Mas eu jurava que daria o meu primeiro beijo em 2011, na cidade de Barra-do-Corda, quando eu estava no ensino médio, quando eu pulava o muro da escola para ir em uma praça.
Em 2011 eu estudava no período da noite e fiquei apaixonadinho por um garoto. Aos poucos fui fazendo parte do grupo da minha escola, grupo esse que ele participava. Fiquei tão envolvido com esse grupo que eu cheguei a pular o muro da escola várias vezes para ir a praça esperar o horário de aula acabar, às vezes íamos para o rio da cidade beber e fumar. Mas eu era crenty.

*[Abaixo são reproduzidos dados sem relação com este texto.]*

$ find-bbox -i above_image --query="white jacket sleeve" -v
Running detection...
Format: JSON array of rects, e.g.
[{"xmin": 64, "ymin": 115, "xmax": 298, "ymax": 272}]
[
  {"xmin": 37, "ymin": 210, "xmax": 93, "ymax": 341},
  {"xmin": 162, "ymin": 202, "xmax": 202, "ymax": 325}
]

Em 2013 mudei para Goiânia, tinha acabado de completar 18 anos, estava bem ninfeta. Comecei a conversar com uns rapazes no aplicativo roxinho e encontrei um escorpiano. Ficamos por dias conversando até que eu fiquei de folga e marcamos de nos encontrar. Fomos assistir um filme, do filme fomos ao zoológico, depois disso andamos um pouco pela cidade e fomos no Parque Areião, estava começando a anoitecer e nós ficamos se beijando até anoitecer. Meu primeiro beijo de língua foi com um escorpiano. Não foi bom, mas foi ótimo.